[PATCH v3 0/9] x86: macrofying inline asm for better compilation

2018-06-10 Thread Nadav Amit
This patch-set deals with an interesting yet stupid problem: kernel code
that does not get inlined despite its simplicity. There are several
causes for this behavior: "cold" attribute on __init, different function
optimization levels; conditional constant computations based on
__builtin_constant_p(); and finally large inline assembly blocks.

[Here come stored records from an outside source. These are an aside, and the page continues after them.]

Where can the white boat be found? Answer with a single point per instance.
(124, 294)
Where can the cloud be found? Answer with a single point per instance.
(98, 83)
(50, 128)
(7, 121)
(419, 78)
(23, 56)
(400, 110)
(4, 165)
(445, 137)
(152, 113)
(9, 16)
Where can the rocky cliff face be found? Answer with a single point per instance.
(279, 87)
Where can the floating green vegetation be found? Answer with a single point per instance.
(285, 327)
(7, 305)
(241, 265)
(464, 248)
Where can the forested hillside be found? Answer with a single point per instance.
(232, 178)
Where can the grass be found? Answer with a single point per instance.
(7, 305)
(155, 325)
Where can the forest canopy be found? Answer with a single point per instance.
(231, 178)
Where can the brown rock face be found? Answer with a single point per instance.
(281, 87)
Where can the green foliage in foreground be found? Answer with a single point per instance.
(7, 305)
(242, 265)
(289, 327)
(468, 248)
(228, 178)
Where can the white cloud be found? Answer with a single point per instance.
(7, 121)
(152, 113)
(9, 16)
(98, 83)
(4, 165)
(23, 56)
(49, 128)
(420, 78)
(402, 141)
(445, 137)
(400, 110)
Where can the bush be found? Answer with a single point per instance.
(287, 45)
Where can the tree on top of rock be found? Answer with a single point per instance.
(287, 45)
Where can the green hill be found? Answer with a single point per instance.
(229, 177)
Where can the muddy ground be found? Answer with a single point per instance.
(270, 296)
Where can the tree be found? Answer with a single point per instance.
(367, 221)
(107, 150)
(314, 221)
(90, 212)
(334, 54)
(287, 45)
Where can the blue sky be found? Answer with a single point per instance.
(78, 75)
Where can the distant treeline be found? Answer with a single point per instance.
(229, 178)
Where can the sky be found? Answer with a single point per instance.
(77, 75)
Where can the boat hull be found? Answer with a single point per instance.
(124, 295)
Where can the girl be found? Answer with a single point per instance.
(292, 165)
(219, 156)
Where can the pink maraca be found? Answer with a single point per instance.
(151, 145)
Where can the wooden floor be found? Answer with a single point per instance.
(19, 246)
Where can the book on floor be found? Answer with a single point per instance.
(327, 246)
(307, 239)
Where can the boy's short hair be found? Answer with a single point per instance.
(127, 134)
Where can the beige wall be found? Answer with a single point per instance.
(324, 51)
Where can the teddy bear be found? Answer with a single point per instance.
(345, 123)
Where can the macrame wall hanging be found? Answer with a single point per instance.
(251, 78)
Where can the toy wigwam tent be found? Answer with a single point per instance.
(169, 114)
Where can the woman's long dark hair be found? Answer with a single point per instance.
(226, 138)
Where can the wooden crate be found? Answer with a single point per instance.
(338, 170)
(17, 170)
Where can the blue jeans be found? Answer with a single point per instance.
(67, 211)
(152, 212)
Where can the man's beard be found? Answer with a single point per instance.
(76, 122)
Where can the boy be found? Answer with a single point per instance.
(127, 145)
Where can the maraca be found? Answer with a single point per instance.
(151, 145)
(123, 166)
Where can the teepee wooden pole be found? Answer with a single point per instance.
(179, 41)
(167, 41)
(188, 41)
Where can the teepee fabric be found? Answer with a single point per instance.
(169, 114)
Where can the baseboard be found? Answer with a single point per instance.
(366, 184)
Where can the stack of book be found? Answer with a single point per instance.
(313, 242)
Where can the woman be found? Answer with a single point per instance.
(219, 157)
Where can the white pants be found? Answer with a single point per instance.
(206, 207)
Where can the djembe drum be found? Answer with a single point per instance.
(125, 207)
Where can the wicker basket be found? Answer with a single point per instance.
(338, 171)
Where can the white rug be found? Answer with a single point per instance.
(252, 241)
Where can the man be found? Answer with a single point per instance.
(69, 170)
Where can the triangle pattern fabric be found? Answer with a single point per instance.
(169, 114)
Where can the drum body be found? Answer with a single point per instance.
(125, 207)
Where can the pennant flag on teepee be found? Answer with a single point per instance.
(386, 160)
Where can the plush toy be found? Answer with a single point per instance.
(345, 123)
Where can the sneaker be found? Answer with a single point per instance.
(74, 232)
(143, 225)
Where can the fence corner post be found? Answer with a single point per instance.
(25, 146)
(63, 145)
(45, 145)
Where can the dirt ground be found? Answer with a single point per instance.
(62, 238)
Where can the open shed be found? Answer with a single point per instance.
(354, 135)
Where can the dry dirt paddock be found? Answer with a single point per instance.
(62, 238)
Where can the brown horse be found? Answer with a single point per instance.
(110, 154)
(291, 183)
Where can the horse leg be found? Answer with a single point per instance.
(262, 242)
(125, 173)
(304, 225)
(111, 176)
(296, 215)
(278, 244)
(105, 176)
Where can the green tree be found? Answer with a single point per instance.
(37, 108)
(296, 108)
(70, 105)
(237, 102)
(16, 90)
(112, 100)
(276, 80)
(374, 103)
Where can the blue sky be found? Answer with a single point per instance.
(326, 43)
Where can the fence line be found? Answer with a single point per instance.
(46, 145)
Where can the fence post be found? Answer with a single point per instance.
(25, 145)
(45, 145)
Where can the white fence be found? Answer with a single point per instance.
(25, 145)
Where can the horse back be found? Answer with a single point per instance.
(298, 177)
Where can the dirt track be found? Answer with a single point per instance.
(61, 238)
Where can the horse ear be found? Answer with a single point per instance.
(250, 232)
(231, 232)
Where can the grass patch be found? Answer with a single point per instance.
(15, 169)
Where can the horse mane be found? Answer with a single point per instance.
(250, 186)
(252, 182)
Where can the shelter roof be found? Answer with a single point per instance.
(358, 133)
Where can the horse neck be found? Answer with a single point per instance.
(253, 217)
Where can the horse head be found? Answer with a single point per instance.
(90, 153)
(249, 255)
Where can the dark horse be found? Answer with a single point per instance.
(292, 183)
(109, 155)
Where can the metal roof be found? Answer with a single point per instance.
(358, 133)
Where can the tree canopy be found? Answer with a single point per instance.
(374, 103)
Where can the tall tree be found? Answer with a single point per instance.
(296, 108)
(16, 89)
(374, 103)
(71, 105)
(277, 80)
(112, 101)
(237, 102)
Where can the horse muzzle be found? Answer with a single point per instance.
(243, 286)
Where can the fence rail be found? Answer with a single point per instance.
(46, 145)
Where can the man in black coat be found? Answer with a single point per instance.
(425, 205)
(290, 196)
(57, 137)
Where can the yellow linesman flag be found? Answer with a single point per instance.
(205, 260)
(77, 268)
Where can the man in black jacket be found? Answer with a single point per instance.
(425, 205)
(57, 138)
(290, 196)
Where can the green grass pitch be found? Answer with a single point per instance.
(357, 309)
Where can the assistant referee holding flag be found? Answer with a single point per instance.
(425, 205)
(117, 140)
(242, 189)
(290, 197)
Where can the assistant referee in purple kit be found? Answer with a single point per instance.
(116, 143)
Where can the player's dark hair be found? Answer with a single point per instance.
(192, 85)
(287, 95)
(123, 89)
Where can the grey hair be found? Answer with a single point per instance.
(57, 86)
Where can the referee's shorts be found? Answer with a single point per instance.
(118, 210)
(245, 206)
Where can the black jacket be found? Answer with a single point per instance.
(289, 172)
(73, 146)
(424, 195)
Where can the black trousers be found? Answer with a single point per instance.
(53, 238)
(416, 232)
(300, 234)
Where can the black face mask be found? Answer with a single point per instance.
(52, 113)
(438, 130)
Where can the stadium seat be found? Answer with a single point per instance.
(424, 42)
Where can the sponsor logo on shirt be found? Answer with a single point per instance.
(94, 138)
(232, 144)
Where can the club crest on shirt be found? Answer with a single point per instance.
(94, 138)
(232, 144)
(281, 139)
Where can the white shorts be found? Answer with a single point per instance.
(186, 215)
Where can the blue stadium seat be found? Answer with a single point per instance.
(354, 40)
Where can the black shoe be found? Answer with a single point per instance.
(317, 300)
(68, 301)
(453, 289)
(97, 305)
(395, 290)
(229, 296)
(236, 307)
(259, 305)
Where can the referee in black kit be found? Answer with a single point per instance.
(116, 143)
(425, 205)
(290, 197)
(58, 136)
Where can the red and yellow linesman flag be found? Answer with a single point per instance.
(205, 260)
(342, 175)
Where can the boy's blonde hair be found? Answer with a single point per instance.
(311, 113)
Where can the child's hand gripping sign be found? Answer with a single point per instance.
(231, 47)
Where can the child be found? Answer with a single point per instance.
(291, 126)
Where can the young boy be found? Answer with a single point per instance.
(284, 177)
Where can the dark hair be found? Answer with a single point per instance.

This patch-set deals with the inline assembly problem. I separated these
patches from the others (that were sent in the RFC) for easier
inclusion. I also separated the removal of unnecessary new-lines which
would be sent separately.

The problem with inline assembly is that inline assembly is often used
by the kernel for things that are other than code - for example,
assembly directives and data. GCC however is oblivious to the content of
the blocks and assumes their cost in space and time is proportional to
the number of the perceived assembly "instruction", according to the
number of newlines and semicolons. Alternatives, paravirt and other
mechanisms are affected, causing code not to be inlined, and degrading
compilation quality in general.

The solution that this patch-set carries for this problem is to create
an assembly macro, and then call it from the inline assembly block.  As
a result, the compiler sees a single "instruction" and assigns the more
appropriate cost to the code.

To avoid uglification of the code, as many noted, the macros are first
precompiled into an assembly file, which is later assembled together
with the the C files. This also enables to avoid duplicate
implementation that was set before for the asm and C code. This can be
seen in the exception table changes.

Overall this patch-set slightly increases the kernel size (my build was
done using my Ubuntu 18.04 config + localyesconfig for the record):

   textdata bss dec hex filename
18140829 10224724 2957312 31322865 1ddf2f1 ./vmlinux before
18163608 10227348 2957312 31348268 1de562c ./vmlinux after (+0.1%)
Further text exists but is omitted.